Seeing the smile of a little boy who always makes me smile brings joy to my heart even though I miss him so much.  Remembering the story of a little girl telling me about the family she will be joining soon, one that she has waited so many years for, brings me such happiness.  When I see her picture I remember how she always tested me and gave me attitude for the first year I was at BG.  Then suddenly, like a switch, she trusted me (what an amazing thing to receive a child’s trust).  I guess she wanted to make sure I could be trusted.  Did she always listen?  No.  But what child does?  Hopefully her family will be able to bring her home before Christmas.

I wonder if that trust is gone now?  These kids trusted me.  They knew I loved them so much.  Yet now I’m not there.  I left them.  I wonder how they feel about that?  Do they think I don’t love them?  Do they think I abandoned them like maybe a family member did to them in the past?  I sure hope not.  I hope they remember and know how much I love them.
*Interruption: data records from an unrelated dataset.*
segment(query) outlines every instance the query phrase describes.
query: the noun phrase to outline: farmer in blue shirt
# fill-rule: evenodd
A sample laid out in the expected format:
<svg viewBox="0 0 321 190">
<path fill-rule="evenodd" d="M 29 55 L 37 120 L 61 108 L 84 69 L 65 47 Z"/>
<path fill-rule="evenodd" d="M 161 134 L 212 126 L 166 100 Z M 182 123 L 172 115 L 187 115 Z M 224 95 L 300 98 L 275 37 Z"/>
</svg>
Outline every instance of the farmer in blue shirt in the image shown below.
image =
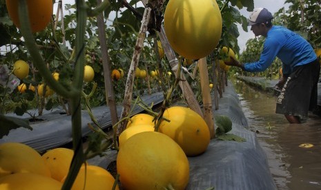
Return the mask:
<svg viewBox="0 0 321 190">
<path fill-rule="evenodd" d="M 255 8 L 247 19 L 255 36 L 265 41 L 260 60 L 240 63 L 233 59 L 226 65 L 251 72 L 262 72 L 278 56 L 282 62 L 283 77 L 277 99 L 277 114 L 284 114 L 291 123 L 300 123 L 309 111 L 316 108 L 320 64 L 311 45 L 298 34 L 282 26 L 272 25 L 272 14 L 266 8 Z"/>
</svg>

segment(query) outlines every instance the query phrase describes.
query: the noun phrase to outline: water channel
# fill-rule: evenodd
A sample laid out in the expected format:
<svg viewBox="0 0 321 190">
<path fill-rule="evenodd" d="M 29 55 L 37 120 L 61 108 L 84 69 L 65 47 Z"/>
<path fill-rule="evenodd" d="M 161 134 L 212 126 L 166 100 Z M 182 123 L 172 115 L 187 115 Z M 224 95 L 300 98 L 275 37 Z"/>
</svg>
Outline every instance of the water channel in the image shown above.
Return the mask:
<svg viewBox="0 0 321 190">
<path fill-rule="evenodd" d="M 321 189 L 321 117 L 289 124 L 275 113 L 276 96 L 233 81 L 251 131 L 264 150 L 278 189 Z M 311 144 L 310 148 L 300 147 Z"/>
</svg>

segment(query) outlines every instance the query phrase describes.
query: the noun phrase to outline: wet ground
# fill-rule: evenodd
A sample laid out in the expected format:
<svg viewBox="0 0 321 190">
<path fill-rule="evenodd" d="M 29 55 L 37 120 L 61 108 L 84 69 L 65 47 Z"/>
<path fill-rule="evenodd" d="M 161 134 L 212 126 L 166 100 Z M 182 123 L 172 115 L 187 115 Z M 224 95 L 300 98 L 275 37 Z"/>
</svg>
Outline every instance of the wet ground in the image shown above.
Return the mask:
<svg viewBox="0 0 321 190">
<path fill-rule="evenodd" d="M 240 81 L 233 81 L 233 87 L 278 189 L 321 189 L 321 118 L 311 114 L 304 123 L 289 124 L 275 113 L 273 94 Z M 304 143 L 313 147 L 300 147 Z"/>
</svg>

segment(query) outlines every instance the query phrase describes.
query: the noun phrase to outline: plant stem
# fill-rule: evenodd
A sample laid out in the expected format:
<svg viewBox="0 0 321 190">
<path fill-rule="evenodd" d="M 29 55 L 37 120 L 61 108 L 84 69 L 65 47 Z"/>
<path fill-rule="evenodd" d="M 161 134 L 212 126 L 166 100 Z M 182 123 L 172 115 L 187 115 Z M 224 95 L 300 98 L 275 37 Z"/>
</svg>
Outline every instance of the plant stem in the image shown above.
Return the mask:
<svg viewBox="0 0 321 190">
<path fill-rule="evenodd" d="M 108 0 L 105 0 L 94 9 L 90 9 L 88 8 L 87 9 L 87 15 L 89 17 L 96 17 L 100 13 L 101 13 L 110 5 L 110 2 L 109 2 Z"/>
<path fill-rule="evenodd" d="M 38 69 L 39 73 L 55 92 L 66 98 L 72 98 L 77 96 L 78 92 L 76 89 L 71 86 L 70 90 L 68 91 L 62 85 L 56 81 L 52 76 L 50 71 L 47 68 L 45 61 L 39 53 L 38 47 L 36 45 L 33 34 L 31 32 L 26 0 L 19 0 L 19 16 L 21 34 L 26 41 L 26 47 L 32 58 L 35 66 Z"/>
</svg>

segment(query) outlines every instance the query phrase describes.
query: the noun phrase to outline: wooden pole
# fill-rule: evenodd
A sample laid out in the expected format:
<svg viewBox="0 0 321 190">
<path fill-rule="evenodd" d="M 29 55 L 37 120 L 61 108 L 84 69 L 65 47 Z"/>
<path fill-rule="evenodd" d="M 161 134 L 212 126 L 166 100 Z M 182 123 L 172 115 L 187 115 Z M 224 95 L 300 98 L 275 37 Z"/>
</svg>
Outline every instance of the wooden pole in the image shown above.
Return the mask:
<svg viewBox="0 0 321 190">
<path fill-rule="evenodd" d="M 147 3 L 148 3 L 148 1 L 142 0 L 142 2 L 146 7 Z M 177 71 L 178 69 L 178 59 L 177 59 L 174 51 L 171 48 L 171 45 L 169 44 L 168 40 L 167 39 L 167 37 L 165 34 L 164 25 L 162 25 L 161 30 L 159 32 L 159 35 L 162 43 L 162 45 L 164 49 L 164 52 L 165 52 L 167 59 L 169 61 L 169 63 L 173 72 L 175 75 L 175 77 L 180 77 L 180 78 L 182 79 L 182 81 L 179 81 L 179 85 L 182 89 L 182 91 L 183 92 L 183 95 L 184 96 L 189 107 L 196 113 L 199 114 L 201 116 L 203 116 L 204 114 L 202 112 L 202 109 L 200 106 L 200 104 L 197 102 L 197 100 L 196 99 L 196 97 L 194 94 L 194 92 L 192 90 L 192 88 L 187 82 L 185 76 L 184 76 L 183 74 L 181 74 L 181 76 L 177 76 Z"/>
<path fill-rule="evenodd" d="M 133 55 L 132 61 L 128 70 L 128 75 L 125 86 L 125 94 L 124 96 L 123 109 L 121 110 L 121 115 L 120 119 L 128 116 L 129 111 L 130 110 L 130 105 L 133 98 L 133 86 L 134 85 L 134 79 L 136 68 L 139 60 L 140 54 L 144 45 L 144 40 L 146 37 L 147 31 L 147 25 L 148 23 L 150 12 L 152 9 L 150 8 L 146 8 L 144 12 L 143 19 L 142 21 L 142 25 L 139 29 L 136 45 L 135 45 L 134 54 Z M 123 121 L 117 126 L 116 135 L 119 136 L 120 134 L 125 130 L 126 121 Z"/>
<path fill-rule="evenodd" d="M 159 39 L 161 40 L 162 45 L 163 45 L 164 52 L 166 55 L 167 59 L 169 60 L 169 64 L 173 72 L 175 74 L 175 77 L 180 77 L 182 79 L 182 81 L 179 81 L 179 85 L 183 92 L 185 98 L 186 99 L 189 107 L 203 117 L 204 114 L 202 112 L 200 103 L 197 102 L 194 92 L 187 82 L 185 76 L 183 74 L 181 74 L 181 76 L 177 76 L 178 59 L 176 58 L 174 51 L 171 48 L 171 45 L 169 44 L 168 40 L 165 34 L 164 26 L 162 26 L 162 29 L 159 32 Z"/>
<path fill-rule="evenodd" d="M 101 0 L 97 0 L 98 4 L 101 3 Z M 106 96 L 107 105 L 110 109 L 111 123 L 114 125 L 118 122 L 116 101 L 115 99 L 114 89 L 111 84 L 110 64 L 106 39 L 105 23 L 104 22 L 104 14 L 100 13 L 97 17 L 98 25 L 98 36 L 99 38 L 100 48 L 101 49 L 101 59 L 104 69 L 104 78 L 105 83 Z"/>
<path fill-rule="evenodd" d="M 200 78 L 201 80 L 202 96 L 204 106 L 204 119 L 208 127 L 211 138 L 215 137 L 214 129 L 214 120 L 213 117 L 212 99 L 211 98 L 210 87 L 208 82 L 208 72 L 207 70 L 206 58 L 200 59 L 198 61 Z"/>
<path fill-rule="evenodd" d="M 219 108 L 218 105 L 218 93 L 217 93 L 217 74 L 216 73 L 216 65 L 220 64 L 220 61 L 218 59 L 214 59 L 213 66 L 212 66 L 212 72 L 213 72 L 213 87 L 214 89 L 214 102 L 215 105 L 215 110 L 217 110 Z"/>
</svg>

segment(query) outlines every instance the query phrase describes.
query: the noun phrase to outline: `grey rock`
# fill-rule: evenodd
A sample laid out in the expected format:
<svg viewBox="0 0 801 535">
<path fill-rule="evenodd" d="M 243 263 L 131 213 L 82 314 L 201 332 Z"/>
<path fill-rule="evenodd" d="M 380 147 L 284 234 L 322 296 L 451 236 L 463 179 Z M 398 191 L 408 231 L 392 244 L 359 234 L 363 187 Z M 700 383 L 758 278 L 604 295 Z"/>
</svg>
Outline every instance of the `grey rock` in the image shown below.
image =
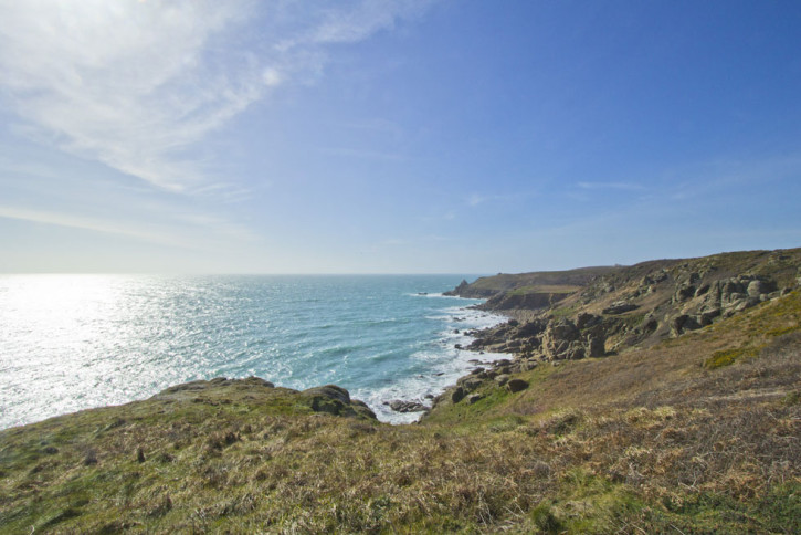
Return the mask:
<svg viewBox="0 0 801 535">
<path fill-rule="evenodd" d="M 418 401 L 404 401 L 402 399 L 393 399 L 388 405 L 396 412 L 421 412 L 429 409 Z"/>
<path fill-rule="evenodd" d="M 749 297 L 759 297 L 760 294 L 767 294 L 768 292 L 770 292 L 768 284 L 759 280 L 749 282 L 746 289 Z"/>
<path fill-rule="evenodd" d="M 618 301 L 616 303 L 612 303 L 608 307 L 605 307 L 602 313 L 609 314 L 609 315 L 616 315 L 616 314 L 623 314 L 625 312 L 631 312 L 637 308 L 637 305 L 633 303 L 626 303 L 625 301 Z"/>
</svg>

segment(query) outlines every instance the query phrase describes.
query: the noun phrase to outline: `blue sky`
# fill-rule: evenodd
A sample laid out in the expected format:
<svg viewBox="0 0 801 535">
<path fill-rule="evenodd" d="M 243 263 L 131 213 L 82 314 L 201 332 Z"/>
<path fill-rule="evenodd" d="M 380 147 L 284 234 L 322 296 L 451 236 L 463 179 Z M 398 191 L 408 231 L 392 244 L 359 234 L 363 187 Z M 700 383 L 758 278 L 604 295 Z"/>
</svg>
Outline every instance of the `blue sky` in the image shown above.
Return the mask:
<svg viewBox="0 0 801 535">
<path fill-rule="evenodd" d="M 0 0 L 0 272 L 801 246 L 795 1 Z"/>
</svg>

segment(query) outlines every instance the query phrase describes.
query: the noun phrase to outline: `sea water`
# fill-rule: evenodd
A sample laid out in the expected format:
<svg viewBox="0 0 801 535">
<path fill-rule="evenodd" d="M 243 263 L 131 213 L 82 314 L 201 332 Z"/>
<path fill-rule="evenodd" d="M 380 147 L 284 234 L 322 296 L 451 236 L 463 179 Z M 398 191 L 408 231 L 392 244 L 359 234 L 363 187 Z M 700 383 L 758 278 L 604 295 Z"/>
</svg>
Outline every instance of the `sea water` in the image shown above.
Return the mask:
<svg viewBox="0 0 801 535">
<path fill-rule="evenodd" d="M 477 358 L 502 318 L 446 297 L 462 275 L 0 276 L 0 429 L 148 398 L 176 384 L 336 384 L 393 423 Z M 481 358 L 493 358 L 483 355 Z"/>
</svg>

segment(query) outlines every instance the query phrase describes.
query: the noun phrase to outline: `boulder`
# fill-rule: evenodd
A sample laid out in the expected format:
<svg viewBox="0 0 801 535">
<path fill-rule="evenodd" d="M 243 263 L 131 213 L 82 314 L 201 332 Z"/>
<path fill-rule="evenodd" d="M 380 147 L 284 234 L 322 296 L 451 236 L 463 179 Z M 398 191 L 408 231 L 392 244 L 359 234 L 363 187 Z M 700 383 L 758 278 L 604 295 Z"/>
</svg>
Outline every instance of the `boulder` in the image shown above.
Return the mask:
<svg viewBox="0 0 801 535">
<path fill-rule="evenodd" d="M 389 408 L 394 410 L 396 412 L 421 412 L 423 410 L 429 410 L 428 407 L 418 401 L 404 401 L 402 399 L 393 399 L 392 401 L 384 401 L 384 403 L 389 405 Z"/>
<path fill-rule="evenodd" d="M 770 292 L 770 286 L 768 283 L 763 281 L 751 281 L 748 283 L 748 287 L 746 289 L 746 293 L 749 297 L 759 297 L 761 294 L 767 294 Z"/>
<path fill-rule="evenodd" d="M 456 387 L 456 389 L 451 392 L 451 401 L 453 401 L 454 403 L 459 403 L 464 399 L 466 394 L 467 392 L 464 391 L 464 388 Z"/>
<path fill-rule="evenodd" d="M 507 374 L 500 374 L 499 376 L 497 376 L 495 378 L 495 382 L 497 382 L 498 385 L 500 385 L 503 387 L 504 385 L 509 382 L 509 376 Z"/>
<path fill-rule="evenodd" d="M 509 379 L 508 382 L 506 382 L 506 388 L 512 392 L 520 392 L 528 388 L 528 381 L 525 381 L 523 379 Z"/>
<path fill-rule="evenodd" d="M 616 303 L 612 303 L 608 307 L 605 307 L 602 313 L 609 314 L 609 315 L 616 315 L 616 314 L 623 314 L 625 312 L 631 312 L 635 310 L 637 305 L 633 303 L 626 303 L 625 301 L 618 301 Z"/>
<path fill-rule="evenodd" d="M 587 335 L 587 356 L 590 358 L 602 357 L 607 354 L 607 340 L 601 334 Z"/>
<path fill-rule="evenodd" d="M 483 384 L 483 380 L 472 376 L 462 377 L 456 381 L 456 385 L 462 387 L 465 392 L 472 392 L 476 388 L 481 387 Z"/>
<path fill-rule="evenodd" d="M 576 317 L 576 327 L 579 329 L 591 327 L 601 321 L 600 316 L 582 312 Z"/>
<path fill-rule="evenodd" d="M 676 316 L 671 322 L 671 334 L 673 336 L 678 336 L 686 333 L 687 331 L 695 331 L 698 328 L 700 328 L 700 324 L 688 314 L 682 314 L 681 316 Z"/>
</svg>

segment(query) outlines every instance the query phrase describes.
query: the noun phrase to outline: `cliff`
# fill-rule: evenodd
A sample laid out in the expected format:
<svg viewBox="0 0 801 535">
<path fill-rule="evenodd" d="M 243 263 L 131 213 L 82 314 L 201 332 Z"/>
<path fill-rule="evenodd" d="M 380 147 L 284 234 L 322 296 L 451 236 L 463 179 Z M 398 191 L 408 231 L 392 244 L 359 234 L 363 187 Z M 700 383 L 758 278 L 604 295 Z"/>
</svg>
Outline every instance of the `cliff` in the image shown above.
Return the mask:
<svg viewBox="0 0 801 535">
<path fill-rule="evenodd" d="M 799 533 L 799 253 L 520 276 L 418 424 L 220 378 L 1 431 L 0 532 Z"/>
</svg>

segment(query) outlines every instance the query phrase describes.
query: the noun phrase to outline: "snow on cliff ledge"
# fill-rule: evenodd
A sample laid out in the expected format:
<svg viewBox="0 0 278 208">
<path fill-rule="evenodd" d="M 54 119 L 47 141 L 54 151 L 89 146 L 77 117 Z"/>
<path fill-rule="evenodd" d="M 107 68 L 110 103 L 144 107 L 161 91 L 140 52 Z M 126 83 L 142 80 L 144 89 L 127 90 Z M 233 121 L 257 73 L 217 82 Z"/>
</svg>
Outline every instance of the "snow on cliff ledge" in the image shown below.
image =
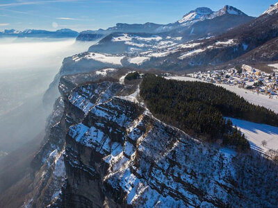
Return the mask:
<svg viewBox="0 0 278 208">
<path fill-rule="evenodd" d="M 278 2 L 275 4 L 271 5 L 269 8 L 263 13 L 263 15 L 268 14 L 270 15 L 272 15 L 274 14 L 277 14 L 278 12 Z"/>
</svg>

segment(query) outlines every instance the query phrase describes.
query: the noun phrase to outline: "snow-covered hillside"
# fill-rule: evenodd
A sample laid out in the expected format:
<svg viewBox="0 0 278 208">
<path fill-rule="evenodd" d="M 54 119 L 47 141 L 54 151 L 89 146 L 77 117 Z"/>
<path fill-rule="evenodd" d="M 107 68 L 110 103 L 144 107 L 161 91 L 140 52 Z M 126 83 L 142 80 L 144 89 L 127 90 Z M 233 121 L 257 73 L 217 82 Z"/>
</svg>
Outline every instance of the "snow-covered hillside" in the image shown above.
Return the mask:
<svg viewBox="0 0 278 208">
<path fill-rule="evenodd" d="M 206 7 L 202 7 L 187 13 L 181 19 L 179 20 L 178 22 L 183 26 L 190 26 L 197 21 L 214 19 L 225 14 L 235 15 L 245 15 L 240 10 L 231 6 L 225 6 L 223 8 L 216 12 L 213 12 Z"/>
<path fill-rule="evenodd" d="M 165 77 L 167 79 L 174 79 L 183 81 L 202 81 L 197 78 L 187 77 L 187 76 L 170 76 Z M 278 99 L 270 99 L 268 96 L 263 94 L 257 94 L 250 90 L 238 88 L 235 86 L 230 86 L 228 85 L 215 84 L 215 85 L 222 87 L 231 92 L 236 93 L 237 95 L 243 97 L 245 100 L 251 103 L 263 106 L 268 109 L 271 109 L 274 112 L 278 113 Z"/>
<path fill-rule="evenodd" d="M 278 128 L 233 118 L 229 118 L 245 134 L 251 148 L 265 153 L 268 150 L 278 150 Z M 264 144 L 263 141 L 266 143 Z"/>
</svg>

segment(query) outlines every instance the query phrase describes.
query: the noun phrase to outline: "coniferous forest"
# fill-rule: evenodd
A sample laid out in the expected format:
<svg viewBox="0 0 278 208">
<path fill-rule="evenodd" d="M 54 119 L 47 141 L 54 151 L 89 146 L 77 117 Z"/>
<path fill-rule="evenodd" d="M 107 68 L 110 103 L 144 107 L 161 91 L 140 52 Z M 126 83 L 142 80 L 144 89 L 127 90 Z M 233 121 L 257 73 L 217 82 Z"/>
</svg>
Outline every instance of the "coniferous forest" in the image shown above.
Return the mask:
<svg viewBox="0 0 278 208">
<path fill-rule="evenodd" d="M 239 130 L 233 128 L 229 116 L 272 125 L 278 116 L 265 107 L 249 103 L 225 89 L 210 83 L 167 80 L 153 74 L 145 76 L 140 96 L 158 119 L 204 139 L 250 148 Z"/>
</svg>

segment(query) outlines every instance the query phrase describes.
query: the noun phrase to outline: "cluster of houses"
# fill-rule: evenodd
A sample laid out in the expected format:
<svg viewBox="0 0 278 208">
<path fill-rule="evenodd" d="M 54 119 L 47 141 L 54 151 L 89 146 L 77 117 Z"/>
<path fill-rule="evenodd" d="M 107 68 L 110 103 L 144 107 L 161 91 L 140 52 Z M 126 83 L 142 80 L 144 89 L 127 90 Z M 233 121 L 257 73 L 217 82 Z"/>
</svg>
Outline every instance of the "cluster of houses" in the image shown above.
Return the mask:
<svg viewBox="0 0 278 208">
<path fill-rule="evenodd" d="M 248 65 L 240 69 L 195 72 L 190 76 L 211 83 L 225 84 L 278 98 L 278 71 L 267 73 Z"/>
</svg>

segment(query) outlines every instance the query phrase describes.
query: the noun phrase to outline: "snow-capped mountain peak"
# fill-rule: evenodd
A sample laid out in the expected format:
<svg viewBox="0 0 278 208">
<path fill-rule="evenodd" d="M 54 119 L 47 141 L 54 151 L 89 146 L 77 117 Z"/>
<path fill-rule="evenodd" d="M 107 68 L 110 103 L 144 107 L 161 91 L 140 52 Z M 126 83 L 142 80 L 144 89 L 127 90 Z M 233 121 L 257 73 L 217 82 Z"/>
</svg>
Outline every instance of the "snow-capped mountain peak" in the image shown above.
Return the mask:
<svg viewBox="0 0 278 208">
<path fill-rule="evenodd" d="M 188 21 L 198 20 L 206 16 L 208 16 L 213 12 L 210 8 L 206 7 L 197 8 L 195 10 L 192 10 L 185 15 L 179 22 L 180 24 L 186 24 Z"/>
<path fill-rule="evenodd" d="M 278 2 L 275 4 L 271 5 L 268 9 L 263 13 L 263 15 L 268 14 L 272 15 L 273 14 L 278 13 Z"/>
<path fill-rule="evenodd" d="M 217 14 L 217 16 L 221 16 L 225 14 L 230 14 L 230 15 L 243 15 L 244 13 L 240 11 L 240 10 L 238 10 L 236 8 L 234 8 L 231 6 L 228 6 L 226 5 L 223 8 L 220 10 L 218 12 L 215 12 L 215 14 Z"/>
<path fill-rule="evenodd" d="M 187 13 L 178 22 L 183 26 L 190 26 L 197 21 L 214 19 L 227 14 L 236 15 L 245 15 L 240 10 L 228 5 L 226 5 L 224 8 L 216 12 L 213 12 L 206 7 L 202 7 Z"/>
</svg>

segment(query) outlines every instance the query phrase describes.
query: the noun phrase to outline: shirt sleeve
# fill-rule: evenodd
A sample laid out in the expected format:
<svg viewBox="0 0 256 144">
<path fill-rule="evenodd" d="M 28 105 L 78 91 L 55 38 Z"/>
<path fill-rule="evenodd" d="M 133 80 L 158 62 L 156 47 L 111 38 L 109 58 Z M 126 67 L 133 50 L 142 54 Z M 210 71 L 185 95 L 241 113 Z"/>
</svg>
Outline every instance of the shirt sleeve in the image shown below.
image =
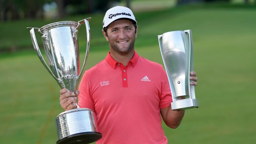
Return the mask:
<svg viewBox="0 0 256 144">
<path fill-rule="evenodd" d="M 90 82 L 86 75 L 84 74 L 79 85 L 78 90 L 80 93 L 78 96 L 78 105 L 81 108 L 86 108 L 95 112 L 94 102 L 92 97 Z"/>
<path fill-rule="evenodd" d="M 160 109 L 163 109 L 170 106 L 171 103 L 173 102 L 173 99 L 167 74 L 163 67 L 161 75 L 161 92 L 159 97 L 160 102 L 159 107 Z"/>
</svg>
I often get asked how I’m doing now that I’m home or “aren’t you happy to be home?”  And the answer is always hard.  Am I happy to be home?  Sometimes.  I’m happy to see family and friends.  But I miss Lesotho.  I miss my friends there.  I miss my kids.  And how am I doing?  Mostly well, but I do have moments where something hits me.  Where my heart breaks because I can’t hug a little child who has claimed my heart.  And in those moments I wonder what am I doing?  Yet I thank God that He brought me to BG and showed me His love for the fatherless.